The electricity consumers in the state can heave a sigh of relief as the retail power tariff applicable for the consumers will not change during the next fiscal starting from April 2009.
The state level power regulator, the Orissa Electricity Regulatory Commission (OERC), after hearing the applications for the approval of the annual revenue requirement (ARR) and retail supply tariff (RST) of the power distribution companies in the state, has disallowed the tariff hike. This will be the 9th year in a row for which the retail power tariff in the state has not been increased.
Apart from the retail tariff, the meter rent has been kept unchanged at the 2008-09 level. Besides, no meter rent shall be payable after the full cost of the meter is recovered.
Similarly, the power factor incentive for HT & EHT consumers will be applicable above power factor of 97 percent from April 2009. Special tariff has been introduced for industries of contract demand 100 MVA and above with a tariff of 237 paise per unit, maintaining a guaranteed monthly off-take of 80 percent.
Prospective small consumers requiring new connection upto 3 KW load will only pay a flat charge of Rs.500 towards new connection excluding security deposit as applicable as well as processing fee of Rs.25.
After hearing the ARR and RST from utilities like CESU, Nesco, Southco and Wesco and the complains made by the objectors, the Commission bluntly told the utilities that their request for increasing retail tariff can be considered only after they are able to reduce aggregate technical and commercial loss.
Besides, they will have to improve standards of performance and take steps to enhance the levels of consumers satisfaction. The distribution licensees in the state namely CESU, Nesco, Southco and Wesco are carrying out the business of distribution and retail supply of electricity in their licensed areas.
Expressing concern about the poor quality of power supplied to all classes of consumers throughout the state, the Commission said that it would like to elicit the views from the consumers on quality of service and also make them aware about their rights regarding performance standards to be achieved by the distribution companies.
As a measure in that direction, the Commission has taken the initiative of putting in place a system and procedure to take feedback directly from the retail consumers including industrial consumers and various government departments.
Similarly, the Commission expressed unhappiness about the non-attainment of a perceptible decline in the level of transmission and distribution loss in spite of reported level of metering in feeders, transformers and at the consumers end.
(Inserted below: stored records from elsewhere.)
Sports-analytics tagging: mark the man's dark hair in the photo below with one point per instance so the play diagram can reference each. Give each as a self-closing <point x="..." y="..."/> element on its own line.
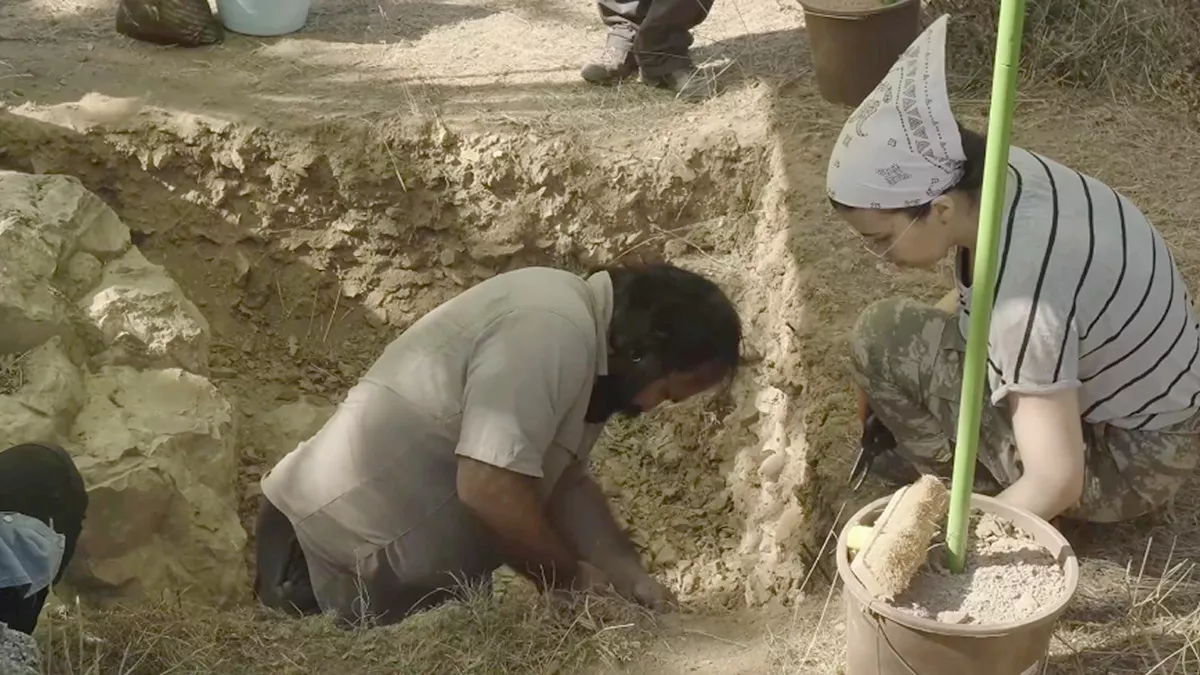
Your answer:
<point x="676" y="320"/>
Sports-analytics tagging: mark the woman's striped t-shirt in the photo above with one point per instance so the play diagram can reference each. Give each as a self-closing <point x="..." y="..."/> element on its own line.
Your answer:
<point x="1087" y="296"/>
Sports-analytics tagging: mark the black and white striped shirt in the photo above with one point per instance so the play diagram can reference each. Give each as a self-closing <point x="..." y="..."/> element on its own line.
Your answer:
<point x="1087" y="296"/>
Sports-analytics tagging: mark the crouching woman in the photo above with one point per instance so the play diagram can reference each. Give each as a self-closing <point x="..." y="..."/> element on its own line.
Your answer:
<point x="1091" y="400"/>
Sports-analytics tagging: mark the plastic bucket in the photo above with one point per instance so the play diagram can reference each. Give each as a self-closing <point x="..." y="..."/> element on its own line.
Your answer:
<point x="883" y="640"/>
<point x="852" y="49"/>
<point x="264" y="17"/>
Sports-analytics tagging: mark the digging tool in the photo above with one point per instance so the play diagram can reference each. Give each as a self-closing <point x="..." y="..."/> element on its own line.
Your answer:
<point x="892" y="550"/>
<point x="1000" y="125"/>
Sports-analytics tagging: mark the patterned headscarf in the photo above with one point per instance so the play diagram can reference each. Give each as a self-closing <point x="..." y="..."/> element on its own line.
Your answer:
<point x="901" y="147"/>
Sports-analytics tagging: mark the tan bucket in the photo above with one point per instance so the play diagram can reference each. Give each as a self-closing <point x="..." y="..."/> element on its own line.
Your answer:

Unless the transmission and distribution (T&D) loss is tackled appropriately, balancing of revenue requirement will continue to pose a problem for these utilities.
In this context, the Commission suggested the introduction of franchisee operations through Panchayat Raj Institutions (PRIs), user associations, NGOs, co-operative societies and such other organizations to reduce loss.
Advising the licensees to move in that direction, it aksed the licensees to achieve the target of loss reduction as approved in the order of the Commission, warning them that the failure to achieve the target can lead to penal action and appropriate adjustment in the ARR while deciding the annual tariff and revenue requirement for the FY 2010-11.
Stating that the financial viability of distribution companies depends on reduction of aggregate technical and commercial losses, improving collection efficiency, realisation of arrears of receivables of consumers, adherence to standards of performance, intervention of IT at all levels, development of call centers for improving the consumers service, it stated that this can be possible with active participation of the consumers, local self-governments bodies in the process.